Problem: Your AI Hallucinates Because It Lacks Context
You're building an AI chatbot but GPT-4 keeps making up answers about your company's documentation, products, or internal data that it was never trained on.
You'll learn:
- How RAG retrieves relevant context before generating answers
- Setting up Pinecone for vector storage and semantic search
- Integrating OpenAI embeddings with real-time retrieval
Time: 45 min | Level: Intermediate
Why This Happens
LLMs like GPT-4 only know what they were trained on (data up to their cutoff date). When asked about your specific documentation, they guess instead of admitting ignorance.
Common symptoms:
- AI confidently states wrong information about your products
- Responses ignore recent documentation updates
- No way to cite sources for answers
The fix: RAG retrieves relevant chunks from your knowledge base before the LLM generates a response, grounding answers in real data.
Solution
Step 1: Install Dependencies
pip install pinecone-client openai tiktoken python-dotenv --break-system-packages
Expected: All packages install without errors
If it fails:
- Error: "externally-managed-environment": The
--break-system-packagesflag handles this in Python 3.11+
Step 2: Set Up Pinecone Index
Create a free account at pinecone.io and get your API key.
# setup_pinecone.py
import os
from pinecone import Pinecone, ServerlessSpec
from dotenv import load_dotenv
load_dotenv()
pc = Pinecone(api_key=os.getenv("PINECONE_API_KEY"))

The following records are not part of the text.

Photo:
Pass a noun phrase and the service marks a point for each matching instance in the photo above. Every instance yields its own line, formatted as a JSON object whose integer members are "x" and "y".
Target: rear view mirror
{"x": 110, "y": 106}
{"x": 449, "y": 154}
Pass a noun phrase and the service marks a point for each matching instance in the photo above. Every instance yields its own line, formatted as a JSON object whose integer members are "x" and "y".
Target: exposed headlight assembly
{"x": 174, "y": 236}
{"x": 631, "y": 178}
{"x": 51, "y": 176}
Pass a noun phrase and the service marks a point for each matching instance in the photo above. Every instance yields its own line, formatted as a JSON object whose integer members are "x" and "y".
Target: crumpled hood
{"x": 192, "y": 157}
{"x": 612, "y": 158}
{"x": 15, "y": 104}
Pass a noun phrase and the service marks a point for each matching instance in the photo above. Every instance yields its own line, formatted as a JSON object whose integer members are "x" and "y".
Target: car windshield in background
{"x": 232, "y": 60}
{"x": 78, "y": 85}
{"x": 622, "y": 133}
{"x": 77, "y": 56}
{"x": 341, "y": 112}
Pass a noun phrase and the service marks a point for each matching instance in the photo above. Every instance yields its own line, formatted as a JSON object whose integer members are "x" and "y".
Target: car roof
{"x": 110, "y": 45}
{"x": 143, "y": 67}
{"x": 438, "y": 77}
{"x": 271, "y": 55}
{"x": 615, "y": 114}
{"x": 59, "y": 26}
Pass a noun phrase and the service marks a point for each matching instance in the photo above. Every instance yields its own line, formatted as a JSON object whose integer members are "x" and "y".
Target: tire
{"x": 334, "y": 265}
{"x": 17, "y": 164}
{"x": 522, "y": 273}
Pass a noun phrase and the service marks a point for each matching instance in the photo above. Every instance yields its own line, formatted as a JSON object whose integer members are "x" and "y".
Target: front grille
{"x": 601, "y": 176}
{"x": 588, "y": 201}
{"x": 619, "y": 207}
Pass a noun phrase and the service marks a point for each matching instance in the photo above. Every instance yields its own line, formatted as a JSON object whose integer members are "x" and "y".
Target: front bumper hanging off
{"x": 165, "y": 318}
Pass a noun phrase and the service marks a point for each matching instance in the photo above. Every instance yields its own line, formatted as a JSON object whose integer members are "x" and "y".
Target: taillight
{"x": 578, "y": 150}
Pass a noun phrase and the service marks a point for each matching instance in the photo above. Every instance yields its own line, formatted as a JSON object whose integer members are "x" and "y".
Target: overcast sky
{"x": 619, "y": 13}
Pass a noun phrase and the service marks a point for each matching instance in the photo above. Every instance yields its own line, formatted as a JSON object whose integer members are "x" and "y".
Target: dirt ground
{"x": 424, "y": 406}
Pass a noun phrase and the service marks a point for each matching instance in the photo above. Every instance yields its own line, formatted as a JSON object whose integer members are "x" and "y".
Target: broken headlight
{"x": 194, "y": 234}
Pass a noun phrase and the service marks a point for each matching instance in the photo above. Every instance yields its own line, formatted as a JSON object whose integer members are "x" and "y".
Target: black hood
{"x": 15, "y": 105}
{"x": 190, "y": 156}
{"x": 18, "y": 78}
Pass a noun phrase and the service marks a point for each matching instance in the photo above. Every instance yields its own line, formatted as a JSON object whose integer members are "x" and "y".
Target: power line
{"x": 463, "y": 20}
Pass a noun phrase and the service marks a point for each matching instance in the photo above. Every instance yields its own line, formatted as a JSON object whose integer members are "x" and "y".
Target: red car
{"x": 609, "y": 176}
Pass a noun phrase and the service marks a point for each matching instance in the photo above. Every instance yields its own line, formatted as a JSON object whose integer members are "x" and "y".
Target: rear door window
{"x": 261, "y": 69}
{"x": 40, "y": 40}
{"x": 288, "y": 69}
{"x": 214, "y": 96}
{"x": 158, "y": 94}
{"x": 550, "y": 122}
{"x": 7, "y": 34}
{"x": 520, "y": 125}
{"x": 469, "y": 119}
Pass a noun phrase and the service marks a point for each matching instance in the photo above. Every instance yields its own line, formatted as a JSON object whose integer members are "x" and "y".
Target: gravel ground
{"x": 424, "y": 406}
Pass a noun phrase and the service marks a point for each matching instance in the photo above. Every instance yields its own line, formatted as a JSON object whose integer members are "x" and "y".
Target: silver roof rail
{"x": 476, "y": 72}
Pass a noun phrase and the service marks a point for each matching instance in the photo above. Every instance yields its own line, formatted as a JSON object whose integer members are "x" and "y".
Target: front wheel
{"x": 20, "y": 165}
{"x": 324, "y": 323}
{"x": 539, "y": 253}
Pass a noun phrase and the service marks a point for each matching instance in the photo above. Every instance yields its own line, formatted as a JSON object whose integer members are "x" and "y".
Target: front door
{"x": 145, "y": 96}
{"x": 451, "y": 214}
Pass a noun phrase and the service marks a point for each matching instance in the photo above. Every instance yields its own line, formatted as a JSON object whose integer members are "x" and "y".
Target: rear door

# Create index optimized for OpenAI embeddings
index_name = "knowledge-base"
if index_name not in pc.list_indexes().names():
pc.create_index(
name=index_name,
dimension=1536, # OpenAI text-embedding-3-small dimension
metric="cosine", # Best for semantic similarity
spec=ServerlessSpec(
cloud="aws",
region="us-east-1"
)
)
print(f"Index '{index_name}' ready")
Why cosine metric: Measures angle between vectors, perfect for semantic similarity regardless of text length.
Run it:
python setup_pinecone.py
Expected: "Index 'knowledge-base' ready" (takes ~60 seconds first time)
Step 3: Chunk and Embed Your Documents
# ingest_docs.py
import os
from openai import OpenAI
from pinecone import Pinecone
import tiktoken
client = OpenAI(api_key=os.getenv("OPENAI_API_KEY"))
pc = Pinecone(api_key=os.getenv("PINECONE_API_KEY"))
index = pc.Index("knowledge-base")
def chunk_text(text, max_tokens=512):
"""Split text into chunks that fit embedding limits"""
encoding = tiktoken.get_encoding("cl100k_base")
tokens = encoding.encode(text)
chunks = []
for i in range(0, len(tokens), max_tokens):
chunk_tokens = tokens[i:i + max_tokens]
chunks.append(encoding.decode(chunk_tokens))
return chunks
def embed_and_store(doc_id, text, metadata={}):
"""Chunk document, create embeddings, store in Pinecone"""
chunks = chunk_text(text)
vectors = []
for i, chunk in enumerate(chunks):
# Generate embedding
response = client.embeddings.create(
model="text-embedding-3-small",
input=chunk
)
embedding = response.data[0].embedding
# Prepare vector with metadata
vectors.append({
"id": f"{doc_id}_chunk_{i}",
"values": embedding,
"metadata": {
"text": chunk,
"doc_id": doc_id,
"chunk_index": i,
**metadata
}
})
# Batch upsert for efficiency
index.upsert(vectors=vectors)
print(f"Stored {len(chunks)} chunks for {doc_id}")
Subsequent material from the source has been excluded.